Seriously, attila 1012 and I need advise that works, please!


----------



## Ardatha (Aug 11, 2007)

Shadow, like any other high spirited GSD puppy was a serious jumper, especially where my husband is concerned. Now, when my husband comes home he completely ignores the dog while he puts his computer and clothes away, and takes care of any other chores he needs to. Finally, he will sit down in his chair and invite Shadow for a cuddle. 

In the beginning, Shadow was all over him, mouthing and jumping. It took a while but eventually we began to notice Shadow was sitting on the floor waiting to be noticed. He will follow my husband around the place and sit, relatively quietly, in each place where my husband stops. When my husband finally sits down to invite Shadow for a cuddle, Shadow is one very happy but contained puppy. 
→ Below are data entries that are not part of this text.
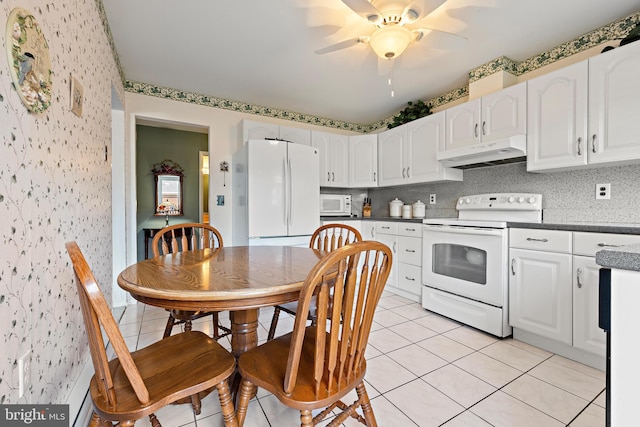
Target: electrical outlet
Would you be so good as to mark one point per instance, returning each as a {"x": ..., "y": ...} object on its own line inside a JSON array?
[
  {"x": 603, "y": 191},
  {"x": 24, "y": 373}
]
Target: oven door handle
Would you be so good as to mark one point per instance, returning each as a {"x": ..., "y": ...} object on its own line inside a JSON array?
[{"x": 453, "y": 229}]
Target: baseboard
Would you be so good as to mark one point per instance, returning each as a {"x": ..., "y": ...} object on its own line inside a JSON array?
[{"x": 79, "y": 401}]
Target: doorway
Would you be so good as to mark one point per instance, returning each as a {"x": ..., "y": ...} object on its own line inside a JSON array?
[{"x": 203, "y": 186}]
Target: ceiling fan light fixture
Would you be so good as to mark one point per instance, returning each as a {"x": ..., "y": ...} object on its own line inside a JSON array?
[{"x": 390, "y": 41}]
Meanwhile, I have taught Shadow the 'off' command, but that's more for when I want him to get off the bed or the couch. The ignoring method does work. It just takes time. It is not a quick fix but it's a good one.


----------



## animoosh (Jan 12, 2008)

Seems like everyone has it covered and I'm definitely not a trainer. I can only say that early on I taught my boys to turn their back and ignore the negative behavior, same thing with mouthing. When someone goes to pet and Rocky tries to mouth, we say no and pull our hand away. We then try it again and if he doesn't mouth we pet his head and tell him good boy, basically teaching him, if you want attention you will have to earn it by behaving. Probably 90% of the time he gets it. Greeting people at the door is something we are working on, getting him to sit and I inform company coming over what I would like them to do so that it is consistent and that Rocky knows expectations. I don't know about the clicker training concept but that might be a way to reinforce positive behavior. I know there is a lot of controversy over remote collar, we have one but rarely have to use it and when it is on him the level is turned so low that I put my own finger to it and you just feel the poke, can't say that it is any crueler than a choke or prong collar. It might be the quickest way for your GSD to understand the expectations of greeting or jumping on people and when it is reinforced, it will be engrained good vs bad behavior and you won't even need it anymore. You might want to read some articles on the "alpha dog" stuff, who's in charge, etc....GSD's are a special breed and understanding them better might be helpful.


----------